= The Trust for the Americas =

The Trust for the Americas is a non-profit 501(c)(3) affiliate of the Organization of American States that works to promote economic, social, and political development in Latin America and the Caribbean. Established in 1997, it works through public and private partnerships.

== Programs ==
The Trust's principal initiative, POETA (Partnership for Opportunities in Employment through Technology in the Americas), was launched in 2004 to provide technology training and job placement services to people with disabilities and at-risk youth across Latin America and the Caribbean. By the mid-2000s the program operated more than 60 centers in 11 Latin American and Caribbean countries, supported primarily by Microsoft, which contributed more than $1 million toward the program's expansion, alongside corporate partners including Siemens and DaimlerChrysler.

The organization also administers the DIA (Democratizing Innovation in the Americas) program, which supports entrepreneurship and civic-technology projects.

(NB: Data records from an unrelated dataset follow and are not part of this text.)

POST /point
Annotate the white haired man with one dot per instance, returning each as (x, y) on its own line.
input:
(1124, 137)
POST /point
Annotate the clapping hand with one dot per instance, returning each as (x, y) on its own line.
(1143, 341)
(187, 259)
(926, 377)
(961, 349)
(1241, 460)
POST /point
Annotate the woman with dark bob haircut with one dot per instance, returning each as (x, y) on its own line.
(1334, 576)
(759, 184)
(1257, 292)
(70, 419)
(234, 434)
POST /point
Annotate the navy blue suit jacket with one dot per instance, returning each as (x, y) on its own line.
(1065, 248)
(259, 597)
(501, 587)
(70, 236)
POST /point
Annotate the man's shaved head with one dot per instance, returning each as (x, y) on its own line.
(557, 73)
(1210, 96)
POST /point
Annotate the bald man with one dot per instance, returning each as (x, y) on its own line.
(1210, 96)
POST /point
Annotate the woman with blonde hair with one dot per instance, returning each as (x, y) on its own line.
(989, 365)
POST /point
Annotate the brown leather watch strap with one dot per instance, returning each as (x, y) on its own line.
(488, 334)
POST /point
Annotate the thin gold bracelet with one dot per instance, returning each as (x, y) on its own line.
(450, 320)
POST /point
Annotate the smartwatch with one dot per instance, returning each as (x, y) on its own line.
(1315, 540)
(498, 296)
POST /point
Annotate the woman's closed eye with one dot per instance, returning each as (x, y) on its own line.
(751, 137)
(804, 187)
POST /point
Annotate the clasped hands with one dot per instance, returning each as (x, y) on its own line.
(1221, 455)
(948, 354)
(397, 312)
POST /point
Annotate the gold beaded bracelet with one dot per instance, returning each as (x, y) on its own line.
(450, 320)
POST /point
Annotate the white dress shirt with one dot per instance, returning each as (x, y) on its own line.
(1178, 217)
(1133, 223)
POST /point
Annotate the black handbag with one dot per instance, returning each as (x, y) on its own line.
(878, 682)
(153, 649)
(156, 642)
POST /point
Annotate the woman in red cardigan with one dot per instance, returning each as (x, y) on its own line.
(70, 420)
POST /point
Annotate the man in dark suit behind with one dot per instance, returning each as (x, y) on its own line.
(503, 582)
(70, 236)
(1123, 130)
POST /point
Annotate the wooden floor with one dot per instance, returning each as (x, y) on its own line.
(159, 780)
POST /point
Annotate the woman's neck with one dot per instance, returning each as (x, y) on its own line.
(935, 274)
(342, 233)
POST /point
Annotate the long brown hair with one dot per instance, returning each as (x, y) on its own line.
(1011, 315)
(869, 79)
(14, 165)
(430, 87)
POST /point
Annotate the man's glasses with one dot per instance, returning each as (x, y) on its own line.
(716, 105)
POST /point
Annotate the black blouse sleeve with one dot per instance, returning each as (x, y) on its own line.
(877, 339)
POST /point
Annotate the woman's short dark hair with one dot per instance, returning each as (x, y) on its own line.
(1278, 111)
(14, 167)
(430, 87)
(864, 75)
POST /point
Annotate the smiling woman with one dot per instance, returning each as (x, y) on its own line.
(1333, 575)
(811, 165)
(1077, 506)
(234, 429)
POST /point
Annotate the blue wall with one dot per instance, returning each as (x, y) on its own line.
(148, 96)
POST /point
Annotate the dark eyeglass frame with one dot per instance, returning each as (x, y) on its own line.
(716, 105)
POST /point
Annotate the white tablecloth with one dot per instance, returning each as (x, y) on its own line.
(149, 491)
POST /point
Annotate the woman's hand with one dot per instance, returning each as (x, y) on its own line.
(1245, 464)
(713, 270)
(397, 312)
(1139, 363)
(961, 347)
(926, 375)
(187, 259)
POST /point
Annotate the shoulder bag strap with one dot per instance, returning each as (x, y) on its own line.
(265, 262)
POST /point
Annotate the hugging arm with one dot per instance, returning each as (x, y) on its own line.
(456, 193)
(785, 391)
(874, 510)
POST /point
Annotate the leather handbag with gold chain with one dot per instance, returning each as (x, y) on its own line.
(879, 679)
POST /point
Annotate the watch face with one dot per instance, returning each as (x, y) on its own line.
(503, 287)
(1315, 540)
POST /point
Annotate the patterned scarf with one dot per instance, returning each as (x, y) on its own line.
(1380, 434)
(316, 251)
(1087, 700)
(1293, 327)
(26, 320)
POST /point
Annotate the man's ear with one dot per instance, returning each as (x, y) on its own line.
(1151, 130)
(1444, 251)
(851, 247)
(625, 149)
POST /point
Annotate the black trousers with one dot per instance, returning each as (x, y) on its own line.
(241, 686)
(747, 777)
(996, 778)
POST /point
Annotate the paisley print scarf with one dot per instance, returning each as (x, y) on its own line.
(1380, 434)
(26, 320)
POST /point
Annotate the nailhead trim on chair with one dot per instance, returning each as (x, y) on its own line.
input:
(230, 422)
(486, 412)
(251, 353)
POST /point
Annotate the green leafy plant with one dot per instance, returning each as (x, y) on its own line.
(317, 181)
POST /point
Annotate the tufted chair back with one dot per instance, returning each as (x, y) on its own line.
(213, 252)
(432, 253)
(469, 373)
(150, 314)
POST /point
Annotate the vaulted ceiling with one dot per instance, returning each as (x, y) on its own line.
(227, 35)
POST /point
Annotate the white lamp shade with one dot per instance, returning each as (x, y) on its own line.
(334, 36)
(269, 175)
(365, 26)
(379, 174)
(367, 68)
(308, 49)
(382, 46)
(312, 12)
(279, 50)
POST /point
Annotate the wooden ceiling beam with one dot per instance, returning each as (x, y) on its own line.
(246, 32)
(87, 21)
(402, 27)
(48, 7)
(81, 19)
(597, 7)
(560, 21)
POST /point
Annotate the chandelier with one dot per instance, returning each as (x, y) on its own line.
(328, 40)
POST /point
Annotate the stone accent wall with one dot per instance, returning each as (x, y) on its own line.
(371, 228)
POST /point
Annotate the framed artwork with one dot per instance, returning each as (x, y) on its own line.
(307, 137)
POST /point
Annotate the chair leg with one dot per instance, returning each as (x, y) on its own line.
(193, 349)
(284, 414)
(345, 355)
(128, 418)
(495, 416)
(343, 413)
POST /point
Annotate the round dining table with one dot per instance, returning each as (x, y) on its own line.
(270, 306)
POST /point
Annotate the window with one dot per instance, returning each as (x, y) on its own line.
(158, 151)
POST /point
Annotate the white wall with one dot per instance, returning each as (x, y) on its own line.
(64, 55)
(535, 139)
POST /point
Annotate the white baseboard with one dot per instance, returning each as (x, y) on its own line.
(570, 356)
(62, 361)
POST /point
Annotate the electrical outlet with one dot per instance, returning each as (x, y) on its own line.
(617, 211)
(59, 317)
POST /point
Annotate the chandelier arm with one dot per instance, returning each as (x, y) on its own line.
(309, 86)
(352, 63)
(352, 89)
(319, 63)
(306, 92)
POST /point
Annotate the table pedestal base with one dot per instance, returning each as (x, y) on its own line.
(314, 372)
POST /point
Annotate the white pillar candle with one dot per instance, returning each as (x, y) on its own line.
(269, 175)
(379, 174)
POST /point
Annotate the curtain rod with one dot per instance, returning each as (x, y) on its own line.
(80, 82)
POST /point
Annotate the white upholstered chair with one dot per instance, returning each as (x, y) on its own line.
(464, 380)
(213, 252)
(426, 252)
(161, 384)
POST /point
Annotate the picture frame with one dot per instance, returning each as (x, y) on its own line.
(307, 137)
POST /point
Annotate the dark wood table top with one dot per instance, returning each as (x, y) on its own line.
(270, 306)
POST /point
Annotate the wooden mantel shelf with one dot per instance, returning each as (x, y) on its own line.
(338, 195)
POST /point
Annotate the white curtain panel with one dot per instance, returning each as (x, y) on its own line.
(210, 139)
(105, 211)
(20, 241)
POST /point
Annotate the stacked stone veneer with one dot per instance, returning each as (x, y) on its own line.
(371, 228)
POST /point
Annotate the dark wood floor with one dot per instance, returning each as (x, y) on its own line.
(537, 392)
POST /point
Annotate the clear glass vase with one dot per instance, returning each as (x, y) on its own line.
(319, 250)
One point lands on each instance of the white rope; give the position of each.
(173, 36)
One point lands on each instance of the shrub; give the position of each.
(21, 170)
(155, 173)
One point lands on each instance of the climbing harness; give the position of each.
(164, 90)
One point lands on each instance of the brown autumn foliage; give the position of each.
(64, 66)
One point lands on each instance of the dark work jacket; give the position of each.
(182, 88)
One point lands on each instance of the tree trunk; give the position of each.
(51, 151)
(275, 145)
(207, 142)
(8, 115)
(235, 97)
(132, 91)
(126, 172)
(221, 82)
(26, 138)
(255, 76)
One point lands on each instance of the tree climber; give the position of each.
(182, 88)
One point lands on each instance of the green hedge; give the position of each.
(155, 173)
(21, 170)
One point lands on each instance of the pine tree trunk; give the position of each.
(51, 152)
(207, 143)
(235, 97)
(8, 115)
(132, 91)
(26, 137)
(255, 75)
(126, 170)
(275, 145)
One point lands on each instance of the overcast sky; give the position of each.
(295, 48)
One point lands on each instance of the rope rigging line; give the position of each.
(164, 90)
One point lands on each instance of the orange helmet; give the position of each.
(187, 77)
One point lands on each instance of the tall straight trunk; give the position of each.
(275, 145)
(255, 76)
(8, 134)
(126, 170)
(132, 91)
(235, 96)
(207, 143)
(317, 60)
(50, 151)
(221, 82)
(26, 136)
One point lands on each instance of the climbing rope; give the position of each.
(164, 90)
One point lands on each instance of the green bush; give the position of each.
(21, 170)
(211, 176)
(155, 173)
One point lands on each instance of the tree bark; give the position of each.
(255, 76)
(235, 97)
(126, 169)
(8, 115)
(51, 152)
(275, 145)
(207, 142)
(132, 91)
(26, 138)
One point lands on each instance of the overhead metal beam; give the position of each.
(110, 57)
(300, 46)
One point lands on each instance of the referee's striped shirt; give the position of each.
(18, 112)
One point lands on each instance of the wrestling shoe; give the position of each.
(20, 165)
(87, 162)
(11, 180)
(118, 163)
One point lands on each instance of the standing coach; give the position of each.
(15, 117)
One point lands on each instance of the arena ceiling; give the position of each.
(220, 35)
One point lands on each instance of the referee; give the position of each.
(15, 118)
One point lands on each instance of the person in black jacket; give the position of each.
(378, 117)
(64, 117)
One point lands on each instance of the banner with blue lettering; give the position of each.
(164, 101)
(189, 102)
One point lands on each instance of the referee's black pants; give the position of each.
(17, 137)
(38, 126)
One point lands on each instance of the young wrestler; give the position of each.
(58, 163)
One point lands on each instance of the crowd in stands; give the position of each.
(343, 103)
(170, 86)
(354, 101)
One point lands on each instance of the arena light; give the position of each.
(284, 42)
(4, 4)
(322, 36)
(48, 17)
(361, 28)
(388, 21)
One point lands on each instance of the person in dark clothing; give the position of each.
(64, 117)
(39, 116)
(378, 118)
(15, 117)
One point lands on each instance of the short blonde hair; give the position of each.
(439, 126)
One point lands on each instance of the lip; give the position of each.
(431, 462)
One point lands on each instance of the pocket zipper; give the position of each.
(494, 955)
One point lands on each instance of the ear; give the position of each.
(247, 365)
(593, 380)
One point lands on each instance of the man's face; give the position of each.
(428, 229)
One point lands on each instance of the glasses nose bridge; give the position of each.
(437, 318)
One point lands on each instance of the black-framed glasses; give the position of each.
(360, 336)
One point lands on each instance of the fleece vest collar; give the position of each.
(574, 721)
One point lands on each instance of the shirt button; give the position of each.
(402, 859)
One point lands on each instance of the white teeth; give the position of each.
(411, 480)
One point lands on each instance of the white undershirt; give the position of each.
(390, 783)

Each year, The Trust presents a Corporate Citizen of the Americas (CCA) award, first given more than 15 years ago, recognizing companies for corporate social responsibility programs in Latin America and the Caribbean.

== Structure ==
The Trust for the Americas is headquartered at the OAS in Washington, D.C., and maintains a legal presence in Colombia and Canada. Its Colombia office has supported the public-information component of the OAS Mission to Support the Peace Process in Colombia (MAPP/OEA) since 2005.